Free CeCe! promises to be another excoriating exposé of the injustices of the American legal and prison systems, tackling an uninterrogated part of the story tracked in Ava DuVernay’s 13th by specifically considering the mistreatment of black trans women.

Though suitably dressed in the aesthetics of an inspiring tale of protest and solidarity (the opening credits are made up of various “Free CeCe” logos graffitied across urban locations), Free CeCe! is ultimately an unfocused amalgamation of the personal and the political.

Director Jacqueline Gares takes on too many issues, which, though undeniably connected, she’s unable to map convincingly into a clear narrative or argument. The topics are simply placed inelegantly after one another, and there’s little attempt to tease out the connections.

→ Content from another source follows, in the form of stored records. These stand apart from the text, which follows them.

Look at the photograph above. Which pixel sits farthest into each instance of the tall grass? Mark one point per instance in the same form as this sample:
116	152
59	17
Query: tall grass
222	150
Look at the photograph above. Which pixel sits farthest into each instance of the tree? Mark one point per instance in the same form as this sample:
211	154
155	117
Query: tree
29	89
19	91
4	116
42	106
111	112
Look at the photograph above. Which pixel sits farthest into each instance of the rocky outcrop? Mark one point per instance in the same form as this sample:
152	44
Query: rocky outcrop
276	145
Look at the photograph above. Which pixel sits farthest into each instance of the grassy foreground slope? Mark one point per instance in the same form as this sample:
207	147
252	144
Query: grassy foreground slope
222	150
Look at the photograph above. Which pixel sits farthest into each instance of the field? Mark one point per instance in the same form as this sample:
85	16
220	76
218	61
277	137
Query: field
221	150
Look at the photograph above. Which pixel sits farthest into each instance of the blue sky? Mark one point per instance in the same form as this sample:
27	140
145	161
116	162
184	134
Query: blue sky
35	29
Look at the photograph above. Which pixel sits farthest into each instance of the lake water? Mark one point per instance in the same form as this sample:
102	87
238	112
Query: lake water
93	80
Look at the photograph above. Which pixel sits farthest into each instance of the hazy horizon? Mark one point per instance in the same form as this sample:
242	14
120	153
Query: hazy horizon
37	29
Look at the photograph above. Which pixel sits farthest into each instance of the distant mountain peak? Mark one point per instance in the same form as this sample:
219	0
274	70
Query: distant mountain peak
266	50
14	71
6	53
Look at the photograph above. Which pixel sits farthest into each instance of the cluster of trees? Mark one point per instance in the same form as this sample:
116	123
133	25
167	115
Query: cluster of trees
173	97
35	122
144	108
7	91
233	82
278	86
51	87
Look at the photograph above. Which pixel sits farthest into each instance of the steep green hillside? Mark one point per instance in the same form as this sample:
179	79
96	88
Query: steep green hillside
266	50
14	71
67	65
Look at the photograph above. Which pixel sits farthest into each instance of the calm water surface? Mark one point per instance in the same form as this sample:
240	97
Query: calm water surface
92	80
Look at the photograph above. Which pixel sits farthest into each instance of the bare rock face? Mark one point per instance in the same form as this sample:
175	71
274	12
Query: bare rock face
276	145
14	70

The presentation of the fight itself and its aftermath lacks clarity – it’s not always clear who’s speaking – and is far from unbiased. However, static diagrammatic animation is smartly and sensitively employed instead of the more obvious technique of reconstruction.

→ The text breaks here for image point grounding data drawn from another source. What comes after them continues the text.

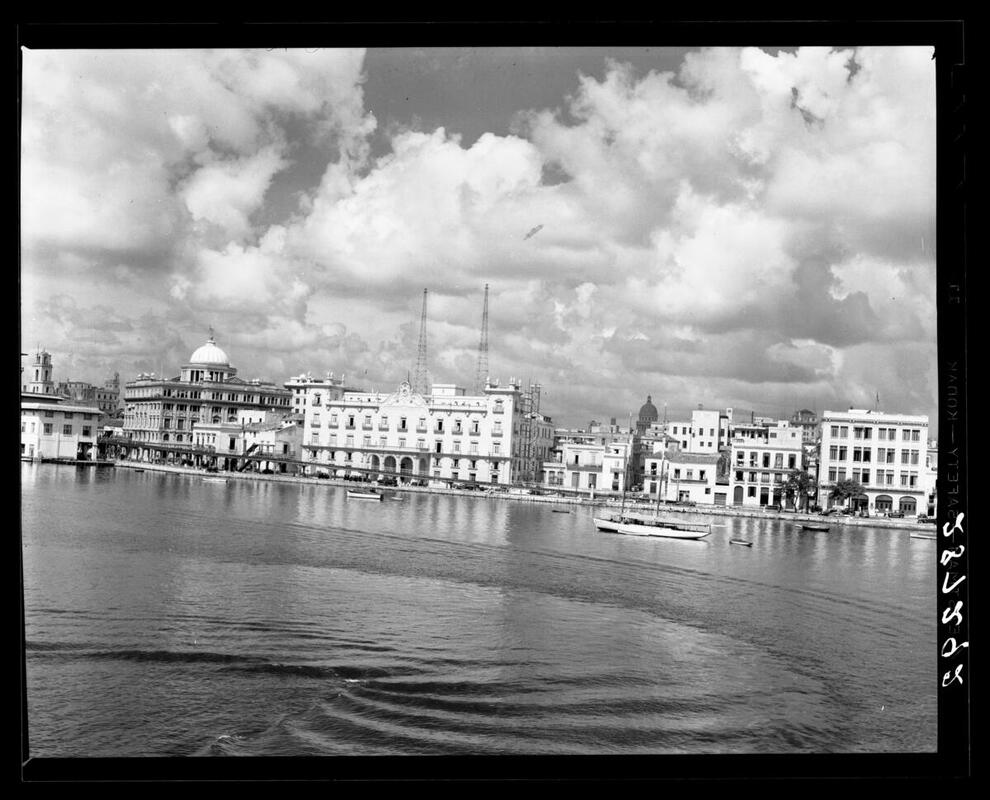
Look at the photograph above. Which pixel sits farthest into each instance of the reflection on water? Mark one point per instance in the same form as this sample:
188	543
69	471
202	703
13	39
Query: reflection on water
168	615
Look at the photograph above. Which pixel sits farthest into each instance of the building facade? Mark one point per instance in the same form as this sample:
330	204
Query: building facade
885	453
761	460
444	438
59	430
161	415
593	462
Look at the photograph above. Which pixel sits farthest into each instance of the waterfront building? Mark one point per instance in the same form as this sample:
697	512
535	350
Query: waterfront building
648	416
885	453
56	429
106	397
307	390
602	462
706	432
40	375
444	437
807	421
760	460
682	477
161	413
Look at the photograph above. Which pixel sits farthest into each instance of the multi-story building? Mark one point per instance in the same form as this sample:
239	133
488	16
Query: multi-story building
593	462
59	430
676	476
161	414
707	431
885	453
40	375
807	421
307	390
447	436
761	460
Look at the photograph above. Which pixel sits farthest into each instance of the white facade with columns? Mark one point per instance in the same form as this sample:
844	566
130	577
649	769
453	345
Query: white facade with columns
447	436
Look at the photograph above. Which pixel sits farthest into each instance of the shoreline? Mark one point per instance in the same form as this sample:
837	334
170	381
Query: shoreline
604	503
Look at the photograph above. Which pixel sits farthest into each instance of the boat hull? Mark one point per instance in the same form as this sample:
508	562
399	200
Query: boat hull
364	496
660	530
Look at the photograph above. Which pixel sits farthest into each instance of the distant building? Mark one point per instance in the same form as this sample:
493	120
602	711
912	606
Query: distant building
887	454
676	476
807	421
59	430
445	437
161	414
648	416
761	460
602	462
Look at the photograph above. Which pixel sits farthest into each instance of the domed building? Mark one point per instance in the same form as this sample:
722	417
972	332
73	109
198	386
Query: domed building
198	417
648	415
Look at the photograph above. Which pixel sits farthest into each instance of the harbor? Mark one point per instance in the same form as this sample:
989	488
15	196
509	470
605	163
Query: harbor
282	618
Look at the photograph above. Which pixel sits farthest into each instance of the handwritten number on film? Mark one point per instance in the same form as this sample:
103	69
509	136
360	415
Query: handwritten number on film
952	615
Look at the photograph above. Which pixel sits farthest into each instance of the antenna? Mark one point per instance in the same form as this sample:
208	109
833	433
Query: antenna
481	376
419	375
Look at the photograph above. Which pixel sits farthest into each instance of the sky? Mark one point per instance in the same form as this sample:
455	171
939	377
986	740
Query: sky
730	227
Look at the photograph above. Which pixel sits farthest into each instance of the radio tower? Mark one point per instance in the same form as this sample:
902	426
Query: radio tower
419	376
481	378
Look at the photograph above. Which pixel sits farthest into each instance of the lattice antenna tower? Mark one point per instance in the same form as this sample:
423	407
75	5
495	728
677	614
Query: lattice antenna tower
420	380
481	377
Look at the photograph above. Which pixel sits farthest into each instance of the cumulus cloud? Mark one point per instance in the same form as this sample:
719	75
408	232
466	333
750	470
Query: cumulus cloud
750	230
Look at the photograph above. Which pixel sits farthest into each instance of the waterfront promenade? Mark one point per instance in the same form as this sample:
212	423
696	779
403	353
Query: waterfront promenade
631	505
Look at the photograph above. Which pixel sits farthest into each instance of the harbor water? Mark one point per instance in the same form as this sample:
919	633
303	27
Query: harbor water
167	615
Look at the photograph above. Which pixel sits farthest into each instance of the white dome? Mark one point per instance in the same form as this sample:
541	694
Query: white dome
209	353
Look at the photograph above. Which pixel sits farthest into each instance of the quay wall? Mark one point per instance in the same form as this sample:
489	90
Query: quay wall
609	504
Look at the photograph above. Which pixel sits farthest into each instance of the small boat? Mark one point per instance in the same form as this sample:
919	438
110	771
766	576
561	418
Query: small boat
670	529
357	494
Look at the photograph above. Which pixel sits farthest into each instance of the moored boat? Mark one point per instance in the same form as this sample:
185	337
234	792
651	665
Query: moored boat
671	529
357	494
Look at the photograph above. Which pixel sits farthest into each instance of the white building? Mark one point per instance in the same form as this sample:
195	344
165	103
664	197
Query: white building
59	430
445	437
161	415
885	453
682	477
761	459
592	462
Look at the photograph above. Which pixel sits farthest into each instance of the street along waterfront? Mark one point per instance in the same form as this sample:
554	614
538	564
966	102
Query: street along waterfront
166	615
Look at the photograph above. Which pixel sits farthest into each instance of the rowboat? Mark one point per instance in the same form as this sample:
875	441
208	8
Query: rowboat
668	528
357	494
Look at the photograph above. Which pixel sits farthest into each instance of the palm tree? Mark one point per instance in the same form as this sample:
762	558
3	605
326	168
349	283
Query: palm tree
800	484
845	489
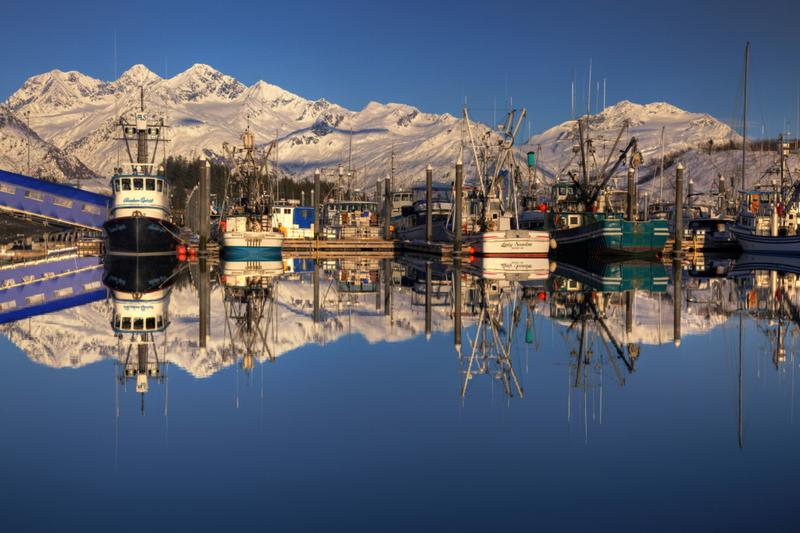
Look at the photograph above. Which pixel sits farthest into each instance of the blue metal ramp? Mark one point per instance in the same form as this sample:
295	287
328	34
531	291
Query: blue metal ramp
60	204
43	286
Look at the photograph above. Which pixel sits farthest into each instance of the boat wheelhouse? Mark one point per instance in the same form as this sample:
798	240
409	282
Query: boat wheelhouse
140	217
297	220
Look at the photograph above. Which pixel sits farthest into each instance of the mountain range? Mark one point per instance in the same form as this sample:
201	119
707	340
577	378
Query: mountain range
73	115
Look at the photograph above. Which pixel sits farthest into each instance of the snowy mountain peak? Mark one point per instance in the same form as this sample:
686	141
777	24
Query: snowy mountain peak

The decision to tell aspects of CeCe’s personal story – childhood memories, a post-incarceration reunion with her long-estranged mother – out of sequence lends further incoherence, and melds imperfectly with one of the most overtly political parts of the story, a celebratory look at trans rights campaigners across the US.

The only flicker of structural unity is the presence of Laverne Cox, whose star power one suspects is being used to bolster Free CeCe! and its themes. Unfortunately Cox mostly proves a bland though sympathetic presence, only occasionally voicing complex questions. More like this could have garnered greater insight and argumentative thrust.

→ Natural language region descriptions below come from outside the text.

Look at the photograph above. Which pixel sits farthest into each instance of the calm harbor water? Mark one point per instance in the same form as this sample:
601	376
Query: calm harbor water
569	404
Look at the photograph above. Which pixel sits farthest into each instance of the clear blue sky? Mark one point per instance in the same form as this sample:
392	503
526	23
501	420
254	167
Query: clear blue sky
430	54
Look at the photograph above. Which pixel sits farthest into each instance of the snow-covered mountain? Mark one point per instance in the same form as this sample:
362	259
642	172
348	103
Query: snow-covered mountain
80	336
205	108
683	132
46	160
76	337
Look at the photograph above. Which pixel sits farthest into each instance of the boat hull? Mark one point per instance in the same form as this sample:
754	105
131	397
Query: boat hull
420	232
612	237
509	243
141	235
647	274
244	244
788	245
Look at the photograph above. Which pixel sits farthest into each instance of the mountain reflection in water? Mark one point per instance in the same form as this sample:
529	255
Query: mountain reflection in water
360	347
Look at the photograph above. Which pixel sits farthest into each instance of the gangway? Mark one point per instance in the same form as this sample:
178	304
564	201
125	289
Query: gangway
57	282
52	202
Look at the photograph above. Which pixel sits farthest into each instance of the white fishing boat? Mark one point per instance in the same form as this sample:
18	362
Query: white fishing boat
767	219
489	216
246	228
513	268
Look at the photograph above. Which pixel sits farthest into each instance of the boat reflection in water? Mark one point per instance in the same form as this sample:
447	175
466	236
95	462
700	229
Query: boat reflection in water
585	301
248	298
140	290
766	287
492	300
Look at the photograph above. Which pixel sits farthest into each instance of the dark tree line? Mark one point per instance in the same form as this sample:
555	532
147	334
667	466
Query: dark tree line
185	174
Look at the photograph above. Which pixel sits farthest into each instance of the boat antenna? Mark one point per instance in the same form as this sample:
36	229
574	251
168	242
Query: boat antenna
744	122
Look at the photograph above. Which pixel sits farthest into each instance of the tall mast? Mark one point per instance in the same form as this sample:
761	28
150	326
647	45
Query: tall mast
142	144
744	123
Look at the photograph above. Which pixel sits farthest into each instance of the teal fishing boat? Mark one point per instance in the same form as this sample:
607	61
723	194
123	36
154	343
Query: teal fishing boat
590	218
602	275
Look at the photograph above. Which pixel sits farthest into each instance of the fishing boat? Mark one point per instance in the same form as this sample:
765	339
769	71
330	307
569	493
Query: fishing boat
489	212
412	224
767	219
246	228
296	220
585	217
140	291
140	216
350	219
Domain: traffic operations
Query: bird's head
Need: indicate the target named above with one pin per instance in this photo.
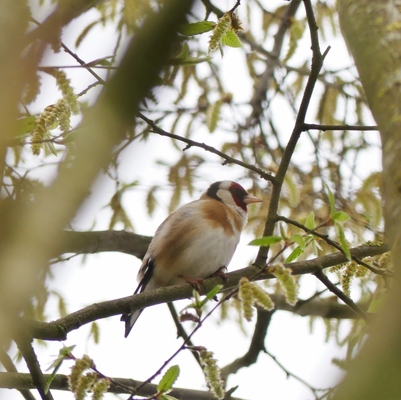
(231, 193)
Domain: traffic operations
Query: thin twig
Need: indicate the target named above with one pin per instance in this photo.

Free CeCe! attempts an undeniably necessary deconstruction of inequality and systemic injustice and provides a deserved platform for many underserved voices. Many of the personal testimonies emotively strike home, but the film as a whole struggles for articulacy.



CAST: Laverne Cox, Venus Xtravaganza, Tona Brown, CeCe McDonald

DIRECTOR: Jacqueline Gares

SYNOPSIS: This film confronts the culture of violence surrounding trans women of color. It is told through the voices of Laverne Cox and CeCe McDonald.